In his statement following the Pac-12’s announcement, Boren said: “We were not surprised by the Pac 12’s decision to not expand at this time. Even though we had decided not to apply for membership this year, we have developed a positive relationship with the leadership of the conference and we have kept them informed of the progress we’ve been making to gain agreement from the Big 12 for changes which will make the conference more stable in the future. Conference stability has been our first goal and we look forward to achieving that goal through continued membership in the Big 12 Conference.”
After Monday’s regents meeting, Boren made it clear that the Sooners had issues with the status quo in the Big 12. He cited a lack of trust and leadership within the league, among other concerns.

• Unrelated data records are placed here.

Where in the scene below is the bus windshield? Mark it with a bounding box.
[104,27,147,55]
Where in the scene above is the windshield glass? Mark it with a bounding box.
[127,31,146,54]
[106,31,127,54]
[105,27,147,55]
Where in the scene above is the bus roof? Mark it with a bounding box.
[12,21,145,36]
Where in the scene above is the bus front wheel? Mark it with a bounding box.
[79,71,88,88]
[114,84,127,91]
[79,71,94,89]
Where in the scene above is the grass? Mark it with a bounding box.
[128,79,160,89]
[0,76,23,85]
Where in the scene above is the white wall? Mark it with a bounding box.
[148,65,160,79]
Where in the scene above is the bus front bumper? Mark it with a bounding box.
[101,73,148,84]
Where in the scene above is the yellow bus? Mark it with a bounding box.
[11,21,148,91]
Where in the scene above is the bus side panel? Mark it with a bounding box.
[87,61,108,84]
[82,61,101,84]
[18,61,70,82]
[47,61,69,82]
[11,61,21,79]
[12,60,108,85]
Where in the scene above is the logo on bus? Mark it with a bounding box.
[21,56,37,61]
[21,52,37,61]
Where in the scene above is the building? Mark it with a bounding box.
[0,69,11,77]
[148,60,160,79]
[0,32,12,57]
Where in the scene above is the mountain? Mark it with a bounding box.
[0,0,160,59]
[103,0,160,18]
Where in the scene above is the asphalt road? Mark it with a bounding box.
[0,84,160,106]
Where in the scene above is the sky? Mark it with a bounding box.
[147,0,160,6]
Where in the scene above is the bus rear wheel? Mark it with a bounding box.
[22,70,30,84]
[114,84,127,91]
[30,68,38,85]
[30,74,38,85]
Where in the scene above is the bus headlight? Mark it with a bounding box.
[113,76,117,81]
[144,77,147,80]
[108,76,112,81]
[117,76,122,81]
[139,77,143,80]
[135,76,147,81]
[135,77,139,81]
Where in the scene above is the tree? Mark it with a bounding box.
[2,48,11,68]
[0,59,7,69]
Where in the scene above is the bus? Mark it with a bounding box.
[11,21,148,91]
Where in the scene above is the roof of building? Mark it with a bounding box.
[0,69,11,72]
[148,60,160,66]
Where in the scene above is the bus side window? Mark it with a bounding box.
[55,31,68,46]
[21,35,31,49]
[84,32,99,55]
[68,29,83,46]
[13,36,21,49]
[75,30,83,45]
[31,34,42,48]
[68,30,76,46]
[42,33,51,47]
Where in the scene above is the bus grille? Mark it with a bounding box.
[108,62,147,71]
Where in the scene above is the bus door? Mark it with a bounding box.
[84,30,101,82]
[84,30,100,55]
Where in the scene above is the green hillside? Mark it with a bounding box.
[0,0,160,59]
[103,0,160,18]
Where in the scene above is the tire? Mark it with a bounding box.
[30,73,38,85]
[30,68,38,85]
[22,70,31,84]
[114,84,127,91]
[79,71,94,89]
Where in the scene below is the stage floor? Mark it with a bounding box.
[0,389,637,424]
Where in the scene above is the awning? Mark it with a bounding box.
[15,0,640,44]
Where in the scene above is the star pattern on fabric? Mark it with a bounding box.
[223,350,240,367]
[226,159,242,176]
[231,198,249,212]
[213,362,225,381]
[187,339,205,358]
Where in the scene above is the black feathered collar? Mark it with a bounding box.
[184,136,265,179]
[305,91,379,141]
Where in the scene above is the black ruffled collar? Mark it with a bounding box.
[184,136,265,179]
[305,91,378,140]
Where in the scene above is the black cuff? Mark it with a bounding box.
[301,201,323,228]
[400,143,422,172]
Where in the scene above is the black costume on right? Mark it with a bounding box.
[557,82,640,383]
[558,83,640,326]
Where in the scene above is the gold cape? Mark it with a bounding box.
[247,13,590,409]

In a statement released Wednesday morning, athletic director Joe Castiglione said: “I’m in full support of President Boren’s announced decision for OU to remain in the Big 12. The reforms which he has been discussing with the presidents in the conference are very important to the future stability and strength of the Big 12 Conference.” Football coach Bob Stoops said in a written statement that we was pleased that OU is staying in the Big 12.
In an article posted Tuesday on the website of The Oklahoman, the newspaper reported that the school would consider staying in a “reformed” Big 12 only if the league would increase constraints on the Longhorn Network _ Texas’ 20-year, $300 million venture in partnership with ESPN _ and would remove commissioner Dan Beebe from his post. The report cited an unnamed, high-ranking Big 12 school source as the individual detailing the Sooners’ conditions for remaining in the league.
Texas men’s athletic director DeLoss Dodds and Beebe declined comment in regard to The Oklahoman report. It remains unclear this morning what, if anything, will change internally within the Big 12 as the league moves forward.
The Pac-12 decision means Texas A&M is expected to be the only school to leave the Big 12 after this year. The Aggies have been invited to join the Southeastern Conference for the 2012 football season, contingent upon a waiver of legal claims in regard to the move by Baylor and other Big 12 schools that have yet to agree to the waiver.